For more information on her projects, visit her website: (link)
Miralles et al., Phys. Rev. Lett. 2014
in collaboration with Isabelle Cantat IPR-Rennes
We investigate the drainage of a 2D microfoam in a vertical Hele-Shaw cell, and show that the Marangoni stress at the air-water interface generated by a constant temperature gradient applied in situ can be tuned to control the drainage. The temperature gradient is applied in such a way that thermocapillarity and gravity have an antagonistic effect. We characterize the drainage over time by measuring the liquid volume fraction in the cell and find that thermocapillarity can overcome the effect of gravity, effectively draining the foam towards the top of the cell, or exactly compensate it, maintaining the liquid fraction at its initial value over at least 60 s. We quantify these results by solving the mass balance in the cell, and provide insight into the interplay between gravity, thermocapillarity, and capillary pressure governing the drainage dynamics.
The figure on the right represents the time evolution of the liquid fraction for varying the applied temperature gradient. At a critical temperature gradient, the gravitational drainage is stopped.
Miralles et al., Soft Matter 2016
in collaboration with Isabelle Cantat (IPR-Rennes), E. Rio (LPS-Orsay)
We report on a versatile technique for microfluidic droplet manipulation that proves effective at every step: from droplet generation to propulsion to sorting, rearrangement or break-up.
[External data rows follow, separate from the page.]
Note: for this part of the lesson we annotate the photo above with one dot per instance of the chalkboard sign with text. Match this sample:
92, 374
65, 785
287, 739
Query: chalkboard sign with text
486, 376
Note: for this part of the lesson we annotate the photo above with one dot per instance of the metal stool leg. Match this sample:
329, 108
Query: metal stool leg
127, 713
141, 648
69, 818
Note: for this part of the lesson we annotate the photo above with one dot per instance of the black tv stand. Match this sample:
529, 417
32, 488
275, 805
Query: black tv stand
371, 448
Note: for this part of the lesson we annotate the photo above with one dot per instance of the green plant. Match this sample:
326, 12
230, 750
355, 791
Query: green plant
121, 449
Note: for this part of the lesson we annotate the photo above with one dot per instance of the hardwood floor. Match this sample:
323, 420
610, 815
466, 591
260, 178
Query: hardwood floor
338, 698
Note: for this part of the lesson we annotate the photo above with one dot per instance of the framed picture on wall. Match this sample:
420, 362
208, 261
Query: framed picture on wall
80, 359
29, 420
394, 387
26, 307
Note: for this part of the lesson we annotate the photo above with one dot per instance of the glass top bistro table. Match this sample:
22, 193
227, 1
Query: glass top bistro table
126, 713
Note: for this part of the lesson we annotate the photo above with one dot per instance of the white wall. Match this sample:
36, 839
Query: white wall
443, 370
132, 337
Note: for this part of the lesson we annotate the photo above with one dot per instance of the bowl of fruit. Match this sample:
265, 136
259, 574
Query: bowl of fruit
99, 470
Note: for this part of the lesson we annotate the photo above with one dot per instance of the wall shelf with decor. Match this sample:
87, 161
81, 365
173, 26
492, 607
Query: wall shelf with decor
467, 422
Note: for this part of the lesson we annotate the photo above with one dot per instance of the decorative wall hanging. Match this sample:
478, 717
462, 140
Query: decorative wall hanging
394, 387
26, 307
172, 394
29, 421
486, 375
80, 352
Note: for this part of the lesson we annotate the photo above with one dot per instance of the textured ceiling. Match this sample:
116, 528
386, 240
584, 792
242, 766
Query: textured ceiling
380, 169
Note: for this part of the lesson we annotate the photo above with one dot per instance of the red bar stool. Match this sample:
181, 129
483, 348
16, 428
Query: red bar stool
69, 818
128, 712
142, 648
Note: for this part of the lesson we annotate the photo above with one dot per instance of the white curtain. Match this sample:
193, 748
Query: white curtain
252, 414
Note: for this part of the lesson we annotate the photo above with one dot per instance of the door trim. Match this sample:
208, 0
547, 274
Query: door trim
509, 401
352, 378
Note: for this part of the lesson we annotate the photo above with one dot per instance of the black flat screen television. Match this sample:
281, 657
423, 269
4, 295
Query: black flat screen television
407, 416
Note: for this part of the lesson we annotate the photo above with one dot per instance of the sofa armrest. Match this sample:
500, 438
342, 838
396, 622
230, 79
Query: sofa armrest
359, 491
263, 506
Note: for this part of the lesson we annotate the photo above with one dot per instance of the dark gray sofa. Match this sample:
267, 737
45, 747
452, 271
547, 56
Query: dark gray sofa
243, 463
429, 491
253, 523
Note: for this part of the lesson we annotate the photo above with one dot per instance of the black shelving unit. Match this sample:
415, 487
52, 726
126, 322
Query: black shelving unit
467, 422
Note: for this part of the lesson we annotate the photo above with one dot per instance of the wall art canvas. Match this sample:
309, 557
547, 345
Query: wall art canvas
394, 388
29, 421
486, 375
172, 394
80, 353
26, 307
Non-wetting droplets are thermomechanically actuated in a microfluidic chip using local heating resistors. Controlled temperature variation induces local dilation of the PDMS wall above the resistor, which drives the droplet away from the hot (i.e. constricted) region (B. Selva, I. Cantat and M.-C. Jullien, Phys. Fluids, 2011, 23, 052002). Adapted placing and actuation of such resistors thus allow us to push forward, stop, store and release, or even break up droplets, at the price of low electric power consumption (<150 mW). We believe this technically accessible method to provide a useful tool for droplet microfluidics.
Huerre et al., Phys. Rev. Lett., 2015.
Huerre et al., Lab. Chip, 2016.
in Collaboration with O. Theodoly and M..P. Valignat (LAI), I. Cantat (IPR) and A. Leshansky (Technion Univ.-Israel)
We study the motion of droplets in a confined, micrometric geometry, by focusing on the lubrication film between droplet and wall. When capillary forces dominate, the lubrication film thickness evolves non linearly with the capillary number due to viscous dissipation between meniscus and wall. However, this film may become thin enough (tens of nanometers) that intermolecular forces come into play and affect classical scalings. We report the novel experimental characterization of two dynamical regimes as the capillary number increases:
(i) at low capillary numbers, the film thickness is constant and set by the disjoinging pressure, while
(ii) above a critical capillary number, the interface behavior is well described by a Bretherton-like viscous scenario.
At a high surfactant concentration, structural effects lead to the formation of patterns on the interface, which can be used to trace the interface velocity. Our experiments yield highly resolved topographies of the shape of the interface and allow us to bring new insights into droplet dynamics in microfluidics.